Wer entscheidet über die Pflicht?
«Muss ich wirklich eine Brandmeldeanlage installieren?» Das ist oft die erste Frage einer Bauherrschaft, einer Architektin oder eines Verwalters, lange bevor Anbieter verglichen werden. Die Antwort steht nicht in einem Verkaufsprospekt, sondern in zwei Texten: der VKF-Brandschutznorm (der allgemeine Rahmen) und der VKF-Brandschutzrichtlinie 20-15 «Brandmeldeanlagen» (BSR 20-15), die genau festlegt, in welchen Fällen ein Gebäude damit ausgerüstet werden muss.
Ein Punkt ist von Anfang an wichtig: Die Pflicht ist nicht immer automatisch. Für mehrere Nutzungen kann sie die kantonale Brandschutzbehörde im Einzelfall verlangen, je nach Risiko. Die Richtlinie steckt den Rahmen ab; die Behörde entscheidet die besonderen Fälle.
Das Grundkriterium: Personenzahl und Nutzung
Die Grundregel lässt sich in einem Satz zusammenfassen (BSR 20-15 Ziff. 2.1 Abs. 1): In Abhängigkeit von der Personenzahl und der Nutzung müssen Gebäude, Bauten oder Brandabschnitte mit einer richtig dimensionierten Brandmeldeanlage ausgerüstet werden.
Die Richtlinie präzisiert (Ziff. 2.1 Abs. 2), dass eine Anlage insbesondere verlangt werden kann, wenn:
- die Rettungskräfte rasch alarmiert werden müssen, um die Personensicherheit zu gewährleisten;
- die Brandschutzeinrichtungen im Ereignisfall rasch ausgelöst werden müssen;
- das Gebäude komplex und gross ist.
Mit anderen Worten verbinden sich zwei Logiken: der Schutz von Personen (Räumung, Alarmierung) und das Auslösen der technischen Einrichtungen (Rauchabzug, Brandschutzabschlüsse, Aufzüge).
Die Pflicht nach Nutzung
Hier wird die Richtlinie konkret.
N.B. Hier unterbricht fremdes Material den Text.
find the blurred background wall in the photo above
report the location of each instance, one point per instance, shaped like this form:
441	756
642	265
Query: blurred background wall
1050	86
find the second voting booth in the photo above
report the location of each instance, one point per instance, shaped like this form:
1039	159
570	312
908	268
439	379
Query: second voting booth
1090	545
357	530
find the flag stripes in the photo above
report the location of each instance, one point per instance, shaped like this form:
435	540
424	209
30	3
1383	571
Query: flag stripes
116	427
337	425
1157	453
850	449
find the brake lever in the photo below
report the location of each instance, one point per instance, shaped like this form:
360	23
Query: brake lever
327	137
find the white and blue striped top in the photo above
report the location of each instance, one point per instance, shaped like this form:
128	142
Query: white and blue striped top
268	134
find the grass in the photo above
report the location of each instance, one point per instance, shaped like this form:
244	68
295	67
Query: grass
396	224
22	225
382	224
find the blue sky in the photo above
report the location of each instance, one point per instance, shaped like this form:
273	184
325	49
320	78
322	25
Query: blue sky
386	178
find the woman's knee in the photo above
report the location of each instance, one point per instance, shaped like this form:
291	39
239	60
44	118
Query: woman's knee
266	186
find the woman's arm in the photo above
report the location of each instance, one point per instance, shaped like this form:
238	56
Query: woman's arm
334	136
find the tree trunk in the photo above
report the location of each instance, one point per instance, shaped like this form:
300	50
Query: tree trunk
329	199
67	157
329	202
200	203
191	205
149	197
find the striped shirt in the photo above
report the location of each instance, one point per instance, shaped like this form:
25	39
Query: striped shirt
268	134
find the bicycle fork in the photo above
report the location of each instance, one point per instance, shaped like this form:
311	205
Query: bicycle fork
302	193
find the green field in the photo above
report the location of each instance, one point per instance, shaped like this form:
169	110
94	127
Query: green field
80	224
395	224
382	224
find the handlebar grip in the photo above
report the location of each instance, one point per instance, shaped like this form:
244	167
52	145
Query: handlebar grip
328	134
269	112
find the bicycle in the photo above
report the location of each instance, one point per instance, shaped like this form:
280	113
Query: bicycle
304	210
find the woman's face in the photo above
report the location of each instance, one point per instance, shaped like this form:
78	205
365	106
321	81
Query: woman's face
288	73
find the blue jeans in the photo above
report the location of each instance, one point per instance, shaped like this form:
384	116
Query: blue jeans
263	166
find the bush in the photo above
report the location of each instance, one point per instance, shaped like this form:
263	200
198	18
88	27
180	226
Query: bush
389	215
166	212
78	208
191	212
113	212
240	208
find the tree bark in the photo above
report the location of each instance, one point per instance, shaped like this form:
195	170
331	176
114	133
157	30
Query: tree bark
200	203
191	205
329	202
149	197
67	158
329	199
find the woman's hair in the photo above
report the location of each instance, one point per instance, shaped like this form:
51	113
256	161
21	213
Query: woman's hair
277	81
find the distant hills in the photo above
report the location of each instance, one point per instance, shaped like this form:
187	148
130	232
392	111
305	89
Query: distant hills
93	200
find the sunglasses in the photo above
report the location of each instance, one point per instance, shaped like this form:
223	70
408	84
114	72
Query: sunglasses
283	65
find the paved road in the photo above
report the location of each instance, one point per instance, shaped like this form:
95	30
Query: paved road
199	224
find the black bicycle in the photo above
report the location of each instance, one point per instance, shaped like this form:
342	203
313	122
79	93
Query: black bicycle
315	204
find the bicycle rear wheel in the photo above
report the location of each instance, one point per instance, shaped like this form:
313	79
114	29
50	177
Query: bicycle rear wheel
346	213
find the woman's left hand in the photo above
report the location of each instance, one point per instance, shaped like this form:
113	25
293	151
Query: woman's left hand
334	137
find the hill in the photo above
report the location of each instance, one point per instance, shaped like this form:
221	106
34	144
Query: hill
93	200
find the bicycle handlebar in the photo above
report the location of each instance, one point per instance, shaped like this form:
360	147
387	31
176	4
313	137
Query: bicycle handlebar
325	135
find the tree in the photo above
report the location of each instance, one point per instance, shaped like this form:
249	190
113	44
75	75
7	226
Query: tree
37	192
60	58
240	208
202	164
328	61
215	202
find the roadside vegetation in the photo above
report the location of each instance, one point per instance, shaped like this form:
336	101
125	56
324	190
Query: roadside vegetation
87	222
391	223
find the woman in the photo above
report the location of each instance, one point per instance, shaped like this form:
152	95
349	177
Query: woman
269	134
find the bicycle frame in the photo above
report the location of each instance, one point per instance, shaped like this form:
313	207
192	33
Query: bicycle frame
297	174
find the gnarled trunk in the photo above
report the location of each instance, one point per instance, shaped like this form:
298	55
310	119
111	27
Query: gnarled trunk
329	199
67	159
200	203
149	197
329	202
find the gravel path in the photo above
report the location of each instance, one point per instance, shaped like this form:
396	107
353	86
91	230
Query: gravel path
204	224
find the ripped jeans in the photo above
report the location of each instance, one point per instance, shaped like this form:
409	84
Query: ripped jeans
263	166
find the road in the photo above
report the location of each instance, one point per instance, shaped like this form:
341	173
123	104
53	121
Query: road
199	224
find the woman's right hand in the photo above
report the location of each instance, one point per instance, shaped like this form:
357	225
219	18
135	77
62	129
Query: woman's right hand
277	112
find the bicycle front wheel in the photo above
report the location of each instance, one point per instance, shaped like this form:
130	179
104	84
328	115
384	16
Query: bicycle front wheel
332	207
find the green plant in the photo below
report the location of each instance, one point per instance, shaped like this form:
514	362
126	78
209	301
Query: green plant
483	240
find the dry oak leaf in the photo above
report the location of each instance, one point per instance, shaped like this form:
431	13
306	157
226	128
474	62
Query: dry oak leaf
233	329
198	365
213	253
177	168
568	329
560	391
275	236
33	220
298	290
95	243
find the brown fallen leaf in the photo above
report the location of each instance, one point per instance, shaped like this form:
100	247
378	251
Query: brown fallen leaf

Die BSR 20-15 staffelt die Anforderung nach Gebäudetyp (Ziff. 2.2 und 2.3).
| Nutzung | Pflicht (BSR 20-15) |
|---|
| Beherbergungsbetriebe [a] (Spitäler, Pflegeheime: auf fremde Hilfe angewiesene Personen) | Vollüberwachung obligatorisch (Ziff. 2.2.2 Abs. 1) |
| Beherbergung [b] / [c] (Hotels usw.) | Vollüberwachung, wenn: 2 Geschosse + mehr als 50 Personen, oder 3 und mehr Geschosse + mehr als 30 Personen (Ziff. 2.2.2 Abs. 2) |
| Industrie, Gewerbe, Verwaltung | Die Behörde kann eine Überwachung verlangen, wenn die Brandabschnittsfläche überschritten wird, bei Schwelbränden, oder wenn Wasser nicht als Löschmittel einsetzbar ist (Ziff. 2.2.1) |
| Warenhäuser | Sprinkleranlagen ergänzt durch Handfeuermelder; punktuelle Detektion dort, wo sie Brandschutzeinrichtungen ansteuert (Ziff. 2.2.3) |
| Räume mit grosser Personenbelegung | Die Behörde kann eine Detektion verlangen (Ziff. 2.2.4) |
| Besondere Bauten (Hochhäuser, überdeckte Innenhöfe, Doppelfassaden, Verkehrsinfrastrukturen) | Überwachung, wenn die Behörde es verlangt (Ziff. 2.3) |
Bei niedrigen Beherbergungsbetrieben der Kategorien [b] und [c] erlaubt die Richtlinie, auf die Detektion zu verzichten, wenn ein Konzept «Löschanlage» (Sprinkler) gewählt wird (Ziff. 2.2.2 Abs. 2 Bst. c). Die genaue Einteilung der Kategorien [a]/[b]/[c] richtet sich nach dem VKF-Referenzwerk. Bei Zweifeln an der Einstufung Ihres Betriebs ist das die erste zu klärende Frage.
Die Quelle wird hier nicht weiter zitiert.